Triangle ABC has angles 40°, 60°, and 80°. Triangle DEF has angles 40° and 60° (the third is unknown). What can you conclude?
AThe triangles are congruent because all three angles will be equal
BThe triangles are similar, and their corresponding sides are equal
CThe triangles are similar, and their corresponding sides are proportional
DYou need to know the side lengths before drawing any conclusion
Two matching angle pairs (40° and 60°) are sufficient for AA similarity — the third angle of DEF must be 80° by the angle sum theorem. Similar triangles have proportional sides, not necessarily equal sides. 'Congruent' would mean identical in size; 'similar' means same shape but possibly different sizes. The side lengths tell you the scale factor but don't determine whether the triangles are similar.

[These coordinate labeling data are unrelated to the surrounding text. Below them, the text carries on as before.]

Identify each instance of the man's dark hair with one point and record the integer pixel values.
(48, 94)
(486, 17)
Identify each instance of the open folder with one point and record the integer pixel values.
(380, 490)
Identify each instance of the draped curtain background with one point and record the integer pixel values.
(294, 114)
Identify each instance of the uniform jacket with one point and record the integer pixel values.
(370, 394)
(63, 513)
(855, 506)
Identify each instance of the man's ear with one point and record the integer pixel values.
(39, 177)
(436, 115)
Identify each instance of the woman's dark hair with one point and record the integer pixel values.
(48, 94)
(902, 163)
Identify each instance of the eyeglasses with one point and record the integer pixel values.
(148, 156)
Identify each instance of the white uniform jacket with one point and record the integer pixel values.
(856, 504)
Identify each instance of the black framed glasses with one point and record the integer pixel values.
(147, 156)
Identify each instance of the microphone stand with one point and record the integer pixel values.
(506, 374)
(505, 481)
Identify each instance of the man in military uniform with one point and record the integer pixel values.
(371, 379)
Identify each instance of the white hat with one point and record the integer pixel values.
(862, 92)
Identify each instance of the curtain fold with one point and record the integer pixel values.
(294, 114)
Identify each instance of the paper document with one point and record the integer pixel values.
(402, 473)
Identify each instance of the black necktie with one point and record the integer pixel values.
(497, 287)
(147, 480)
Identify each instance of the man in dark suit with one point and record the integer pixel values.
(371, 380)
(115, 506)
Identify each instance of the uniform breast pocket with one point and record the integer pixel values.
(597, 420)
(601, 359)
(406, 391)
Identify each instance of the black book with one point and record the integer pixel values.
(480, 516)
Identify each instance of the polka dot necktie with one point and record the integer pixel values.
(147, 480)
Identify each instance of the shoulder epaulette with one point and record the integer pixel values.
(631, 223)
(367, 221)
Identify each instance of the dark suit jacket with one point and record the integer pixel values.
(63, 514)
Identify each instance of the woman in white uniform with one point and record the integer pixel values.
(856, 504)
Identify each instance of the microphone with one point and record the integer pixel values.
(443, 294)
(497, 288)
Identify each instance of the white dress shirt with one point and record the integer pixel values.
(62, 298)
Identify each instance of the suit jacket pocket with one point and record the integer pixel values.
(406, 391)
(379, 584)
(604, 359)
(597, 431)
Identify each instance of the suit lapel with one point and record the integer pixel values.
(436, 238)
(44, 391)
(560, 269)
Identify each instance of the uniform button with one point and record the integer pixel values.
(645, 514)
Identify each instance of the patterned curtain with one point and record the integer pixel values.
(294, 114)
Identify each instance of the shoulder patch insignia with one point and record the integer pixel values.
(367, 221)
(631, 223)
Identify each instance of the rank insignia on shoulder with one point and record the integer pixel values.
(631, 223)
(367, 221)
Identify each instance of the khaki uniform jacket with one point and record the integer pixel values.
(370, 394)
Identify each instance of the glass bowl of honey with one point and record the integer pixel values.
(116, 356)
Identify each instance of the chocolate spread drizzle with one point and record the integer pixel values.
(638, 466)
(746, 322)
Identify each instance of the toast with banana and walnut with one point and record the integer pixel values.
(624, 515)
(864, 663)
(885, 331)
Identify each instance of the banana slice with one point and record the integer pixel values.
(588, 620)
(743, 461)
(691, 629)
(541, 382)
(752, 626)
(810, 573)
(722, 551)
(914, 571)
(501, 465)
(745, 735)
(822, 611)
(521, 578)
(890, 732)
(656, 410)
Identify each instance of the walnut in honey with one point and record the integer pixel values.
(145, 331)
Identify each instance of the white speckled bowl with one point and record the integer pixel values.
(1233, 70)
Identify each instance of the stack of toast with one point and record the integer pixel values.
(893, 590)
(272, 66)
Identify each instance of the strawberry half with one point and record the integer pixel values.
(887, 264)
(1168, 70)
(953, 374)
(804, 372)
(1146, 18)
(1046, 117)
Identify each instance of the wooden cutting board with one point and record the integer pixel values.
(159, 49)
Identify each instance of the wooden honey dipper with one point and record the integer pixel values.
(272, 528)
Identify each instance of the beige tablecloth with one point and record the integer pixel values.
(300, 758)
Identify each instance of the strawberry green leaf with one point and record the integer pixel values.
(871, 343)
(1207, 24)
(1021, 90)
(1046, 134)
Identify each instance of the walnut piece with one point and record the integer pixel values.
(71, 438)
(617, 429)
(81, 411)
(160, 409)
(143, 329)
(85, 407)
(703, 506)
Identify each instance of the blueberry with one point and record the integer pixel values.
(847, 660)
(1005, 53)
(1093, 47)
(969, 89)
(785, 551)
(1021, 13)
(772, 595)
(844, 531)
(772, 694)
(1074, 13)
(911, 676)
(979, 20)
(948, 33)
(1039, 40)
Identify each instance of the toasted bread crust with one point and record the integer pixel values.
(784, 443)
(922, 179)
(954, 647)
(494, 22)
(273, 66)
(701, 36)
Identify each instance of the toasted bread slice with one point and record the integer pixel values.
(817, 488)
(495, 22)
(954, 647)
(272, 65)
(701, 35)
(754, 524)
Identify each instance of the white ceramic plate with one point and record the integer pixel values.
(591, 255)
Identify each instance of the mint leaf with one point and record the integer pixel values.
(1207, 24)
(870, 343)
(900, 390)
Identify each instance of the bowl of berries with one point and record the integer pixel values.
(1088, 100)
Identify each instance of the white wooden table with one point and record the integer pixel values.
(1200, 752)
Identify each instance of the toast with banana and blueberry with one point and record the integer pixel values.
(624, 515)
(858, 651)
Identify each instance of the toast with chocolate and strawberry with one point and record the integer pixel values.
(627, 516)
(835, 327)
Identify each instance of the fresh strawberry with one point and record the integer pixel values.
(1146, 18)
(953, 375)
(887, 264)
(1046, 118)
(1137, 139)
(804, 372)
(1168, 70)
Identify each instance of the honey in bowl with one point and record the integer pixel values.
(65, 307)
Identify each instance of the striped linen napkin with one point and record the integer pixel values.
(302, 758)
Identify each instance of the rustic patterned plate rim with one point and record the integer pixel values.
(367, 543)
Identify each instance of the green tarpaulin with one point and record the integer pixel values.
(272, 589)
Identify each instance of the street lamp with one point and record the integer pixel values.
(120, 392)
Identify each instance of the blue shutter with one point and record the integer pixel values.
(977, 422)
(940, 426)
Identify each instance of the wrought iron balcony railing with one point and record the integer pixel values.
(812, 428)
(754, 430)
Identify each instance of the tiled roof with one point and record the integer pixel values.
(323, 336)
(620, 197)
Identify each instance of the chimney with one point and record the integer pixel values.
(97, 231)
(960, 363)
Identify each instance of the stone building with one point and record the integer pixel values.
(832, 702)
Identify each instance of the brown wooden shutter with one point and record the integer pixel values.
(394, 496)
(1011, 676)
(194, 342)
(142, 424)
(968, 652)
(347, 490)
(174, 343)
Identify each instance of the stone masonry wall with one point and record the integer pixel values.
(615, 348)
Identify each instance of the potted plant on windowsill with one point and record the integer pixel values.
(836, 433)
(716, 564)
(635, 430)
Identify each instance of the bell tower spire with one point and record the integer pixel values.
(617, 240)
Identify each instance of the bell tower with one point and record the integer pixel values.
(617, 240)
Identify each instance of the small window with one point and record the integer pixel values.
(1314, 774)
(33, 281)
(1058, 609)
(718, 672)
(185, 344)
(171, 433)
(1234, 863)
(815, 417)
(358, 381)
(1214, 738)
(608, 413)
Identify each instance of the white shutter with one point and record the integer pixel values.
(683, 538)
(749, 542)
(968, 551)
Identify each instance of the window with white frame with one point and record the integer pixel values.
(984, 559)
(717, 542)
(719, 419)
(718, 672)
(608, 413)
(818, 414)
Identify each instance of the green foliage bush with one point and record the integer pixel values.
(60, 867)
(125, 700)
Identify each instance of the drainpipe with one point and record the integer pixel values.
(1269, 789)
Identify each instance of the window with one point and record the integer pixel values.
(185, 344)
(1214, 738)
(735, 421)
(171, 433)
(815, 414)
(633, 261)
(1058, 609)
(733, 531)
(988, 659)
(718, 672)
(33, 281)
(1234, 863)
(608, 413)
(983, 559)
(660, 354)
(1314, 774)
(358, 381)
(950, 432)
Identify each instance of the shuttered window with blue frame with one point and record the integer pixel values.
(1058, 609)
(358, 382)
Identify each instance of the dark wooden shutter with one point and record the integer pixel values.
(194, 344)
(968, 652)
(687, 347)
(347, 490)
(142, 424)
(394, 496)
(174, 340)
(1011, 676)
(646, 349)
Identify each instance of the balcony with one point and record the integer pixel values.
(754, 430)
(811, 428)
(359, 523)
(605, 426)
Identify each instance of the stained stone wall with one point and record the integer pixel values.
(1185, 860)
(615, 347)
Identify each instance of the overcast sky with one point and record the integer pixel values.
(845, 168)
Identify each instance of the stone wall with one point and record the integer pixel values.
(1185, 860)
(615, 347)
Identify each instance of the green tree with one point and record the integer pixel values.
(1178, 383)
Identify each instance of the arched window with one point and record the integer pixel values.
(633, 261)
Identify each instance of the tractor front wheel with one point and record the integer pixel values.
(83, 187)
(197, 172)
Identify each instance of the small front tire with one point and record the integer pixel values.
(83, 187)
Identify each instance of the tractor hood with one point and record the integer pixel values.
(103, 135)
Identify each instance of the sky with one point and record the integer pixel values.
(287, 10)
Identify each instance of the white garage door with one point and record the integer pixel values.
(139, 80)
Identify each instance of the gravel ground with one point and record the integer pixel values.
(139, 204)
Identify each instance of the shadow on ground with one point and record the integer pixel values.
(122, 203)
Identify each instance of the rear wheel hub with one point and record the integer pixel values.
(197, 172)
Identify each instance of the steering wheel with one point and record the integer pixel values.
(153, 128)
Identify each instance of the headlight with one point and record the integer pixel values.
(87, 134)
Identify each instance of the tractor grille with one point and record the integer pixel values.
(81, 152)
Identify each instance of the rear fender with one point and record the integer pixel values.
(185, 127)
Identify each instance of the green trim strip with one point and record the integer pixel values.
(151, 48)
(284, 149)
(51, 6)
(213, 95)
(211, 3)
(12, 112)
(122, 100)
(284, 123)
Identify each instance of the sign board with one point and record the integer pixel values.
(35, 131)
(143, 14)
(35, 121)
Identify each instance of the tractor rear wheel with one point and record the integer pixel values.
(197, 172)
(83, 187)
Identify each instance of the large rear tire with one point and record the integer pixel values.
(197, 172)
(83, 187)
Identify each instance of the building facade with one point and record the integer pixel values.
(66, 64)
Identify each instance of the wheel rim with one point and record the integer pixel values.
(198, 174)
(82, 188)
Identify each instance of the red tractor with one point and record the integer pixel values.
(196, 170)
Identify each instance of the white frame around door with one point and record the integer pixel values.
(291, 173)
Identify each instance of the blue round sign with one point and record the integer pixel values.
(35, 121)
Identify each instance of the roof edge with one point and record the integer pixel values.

Question 2 Multiple Choice
In the diagram, triangle PQR ~ triangle STU with PQ = 6, QR = 8, and ST = 9. What is TU?
A11 — add the difference of the first pair (9 − 6 = 3) to QR
B12 — the scale factor is 9/6 = 3/2, and 8 × (3/2) = 12
C6 — TU corresponds to PQ, not QR
DCannot determine without knowing the angles
The scale factor from △PQR to △STU is ST/PQ = 9/6 = 3/2. Since QR corresponds to TU (B↔T, R↔U from the similarity statement), TU = QR × (3/2) = 8 × 3/2 = 12. The vertex correspondence in the similarity statement △PQR ~ △STU tells you which sides pair together: P↔S, Q↔T, R↔U. Answer A is the classic error of adding differences rather than multiplying by a scale factor.
Question 3 True / False
To prove two triangles are similar using the AA postulate, you is expected to verify that most three pairs of corresponding angles are congruent.
TTrue
FFalse
Answer: False
Only two pairs of angles are needed. Once two angles of one triangle match two angles of another, the third angles are automatically equal — because the angles of any triangle must sum to 180°. If angle A = angle D and angle B = angle E, then angle C = 180° − A − B = 180° − D − E = angle F. The AA postulate is powerful precisely because it reduces the verification burden from three pairs to two.
Question 4 True / False
If two triangles are similar, then most corresponding sides are equal in length.
TTrue
FFalse
Answer: False
Similar triangles have proportional sides, not equal sides. Equal sides would mean congruent triangles — same shape AND same size. Similarity only requires same shape, which means the ratios of corresponding sides are equal (they share a common scale factor k), but the sides themselves can be any length. A 3-4-5 right triangle and a 6-8-10 right triangle are similar but not congruent.
Question 5 Short Answer
Why does knowing only two pairs of matching angles guarantee that two triangles are similar — why isn't a third angle check required?
Think about your answer, then reveal below.
Model answer: Because the angles in any triangle must sum to 180°. If two angles of triangle A match two angles of triangle B, the third angle of each triangle is completely determined: it equals 180° minus the sum of the other two. Since the first two pairs already match, the third pair must also match. The angle sum theorem makes the third check redundant.
This is the key insight behind AA: the angle sum theorem acts as a 'free' third constraint. Because triangles are closed under the 180° rule, you never need to independently verify the third angle — it's logically forced by the first two. This is also why there is no 'A' (single angle) similarity shortcut: one angle is not enough to determine shape, since many different triangles share a single angle.